3. I keep reading about and hearing discussed the issue of ” how the media missed the story ” about all the great disaffected Americans who voted in record numbers for Donald Trump.
I challenge that conventional wisdom as I read and heard/watched/accessed many original stories about those left behind by the 1% revolution. Indeed it was a Washington Post story about a plant closing in Huntington and the loss of hundreds of jobs to Mexico that sparked my interest in going back there to see for myself how my hometown was reacting to the presidential election campaign. And even here in Britain The Guardian and Gary Younge did a brilliant series on the rust belt Midwest. Younge based himself for an extended period in Middletown. USA,
Muncie, Indiana. The most widely discussed book during the campaign was “Hillbilly Elegy: a Memoir of a Family and Culture in Crisis,” and its author J. D.Vance appeared on countless talk shows and cable channel programmes.
What the media critics and observers don’t discuss – in part because they themselves are employed by the cable channels – is broadcast news’s primary role in debasing the national discourse during the long election campaign. Even the able and insightful Brian Stelter on his CNN’s Reliable Sources programme failed to see that his own channel by including rabid partisan paid contributors on the same panels as professional CNN journalist analysts blurred the lines between fact-based analysis and biased propaganda. He or she who shouted the loudest on those panels usually prevailed and reduced the detached analysts to bystanders.
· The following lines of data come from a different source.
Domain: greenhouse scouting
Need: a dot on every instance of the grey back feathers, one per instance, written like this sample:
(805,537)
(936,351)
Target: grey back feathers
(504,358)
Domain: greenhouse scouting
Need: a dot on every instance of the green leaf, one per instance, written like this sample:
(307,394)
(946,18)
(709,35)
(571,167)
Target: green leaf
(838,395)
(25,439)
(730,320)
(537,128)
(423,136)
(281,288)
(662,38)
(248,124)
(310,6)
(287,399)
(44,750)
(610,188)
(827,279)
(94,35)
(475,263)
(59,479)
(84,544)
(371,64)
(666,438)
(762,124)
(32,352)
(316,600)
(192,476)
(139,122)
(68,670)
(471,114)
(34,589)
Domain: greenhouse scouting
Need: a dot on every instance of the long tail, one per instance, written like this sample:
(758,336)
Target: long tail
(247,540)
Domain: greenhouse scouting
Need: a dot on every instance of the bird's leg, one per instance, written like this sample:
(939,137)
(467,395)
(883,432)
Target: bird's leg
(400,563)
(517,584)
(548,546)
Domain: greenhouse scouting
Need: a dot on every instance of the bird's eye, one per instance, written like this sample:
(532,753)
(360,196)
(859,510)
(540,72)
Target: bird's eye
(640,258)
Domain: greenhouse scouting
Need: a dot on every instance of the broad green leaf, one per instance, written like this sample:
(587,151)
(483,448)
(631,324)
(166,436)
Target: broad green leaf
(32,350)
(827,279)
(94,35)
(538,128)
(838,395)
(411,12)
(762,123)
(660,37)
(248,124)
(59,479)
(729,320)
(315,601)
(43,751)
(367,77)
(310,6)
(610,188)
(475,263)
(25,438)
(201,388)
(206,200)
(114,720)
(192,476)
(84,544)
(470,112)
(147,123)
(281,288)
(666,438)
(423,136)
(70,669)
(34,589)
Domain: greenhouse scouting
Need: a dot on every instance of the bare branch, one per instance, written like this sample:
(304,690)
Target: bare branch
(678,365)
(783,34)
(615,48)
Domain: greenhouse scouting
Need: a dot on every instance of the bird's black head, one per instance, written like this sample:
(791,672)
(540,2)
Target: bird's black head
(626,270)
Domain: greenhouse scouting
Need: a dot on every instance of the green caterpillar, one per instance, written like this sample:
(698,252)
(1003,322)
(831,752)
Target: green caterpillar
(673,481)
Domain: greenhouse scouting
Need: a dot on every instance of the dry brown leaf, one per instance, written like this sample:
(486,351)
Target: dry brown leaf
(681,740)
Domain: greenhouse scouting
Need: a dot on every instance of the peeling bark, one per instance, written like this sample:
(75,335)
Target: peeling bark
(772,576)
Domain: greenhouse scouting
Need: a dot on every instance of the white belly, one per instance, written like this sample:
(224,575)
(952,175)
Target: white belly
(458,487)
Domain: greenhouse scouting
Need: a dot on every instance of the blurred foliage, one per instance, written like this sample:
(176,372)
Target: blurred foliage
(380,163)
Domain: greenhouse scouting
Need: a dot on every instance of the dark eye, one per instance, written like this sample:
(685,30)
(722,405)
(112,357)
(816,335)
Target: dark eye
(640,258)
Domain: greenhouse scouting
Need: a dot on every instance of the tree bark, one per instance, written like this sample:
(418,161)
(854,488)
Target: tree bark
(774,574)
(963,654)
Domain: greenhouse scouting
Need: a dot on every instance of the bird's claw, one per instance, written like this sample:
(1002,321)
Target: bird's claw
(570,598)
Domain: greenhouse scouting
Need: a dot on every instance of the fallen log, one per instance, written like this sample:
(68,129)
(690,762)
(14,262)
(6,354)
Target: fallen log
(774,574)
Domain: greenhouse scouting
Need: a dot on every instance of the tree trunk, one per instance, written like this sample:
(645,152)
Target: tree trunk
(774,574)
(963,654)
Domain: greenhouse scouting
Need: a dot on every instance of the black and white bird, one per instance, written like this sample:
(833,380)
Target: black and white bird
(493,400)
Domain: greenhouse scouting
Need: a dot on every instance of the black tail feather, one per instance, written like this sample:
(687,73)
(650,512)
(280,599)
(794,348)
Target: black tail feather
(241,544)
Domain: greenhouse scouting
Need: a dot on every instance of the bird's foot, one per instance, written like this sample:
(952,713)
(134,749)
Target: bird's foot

Or to really grasp what outrageous and sinister things were being said hour after hour, day after day about Hillary Clinton, you need to be embedded somewhere in the U.S. and get into your car and switch on Talk Radio hosts whose mission it was to destroy her. Then after you’ve heard that venom, go back to your B & B and turn on Fox News to get a nightly prime time dose of propaganda led by its arch conservatives Bill O’Reilly and the hate mongering Sean Hannity.
It’s little wonder that alienated Americans, many poorly educated, believed what they were told by Talk Radio and Fox News who’ve prepped them for a demagogue like Trump.
( The British daily press had the same affect on Brits in their biased, distorting coverage of BREXIT )
4. My heart goes out to the daughters of so many good friends ( including my own daughter ) who are shattered about Clinton’s defeat by the misogynous Trump. They’re taking this personally and can’t reconcile themselves to the outcome of this election, determined in part by the votes from their “sisters.”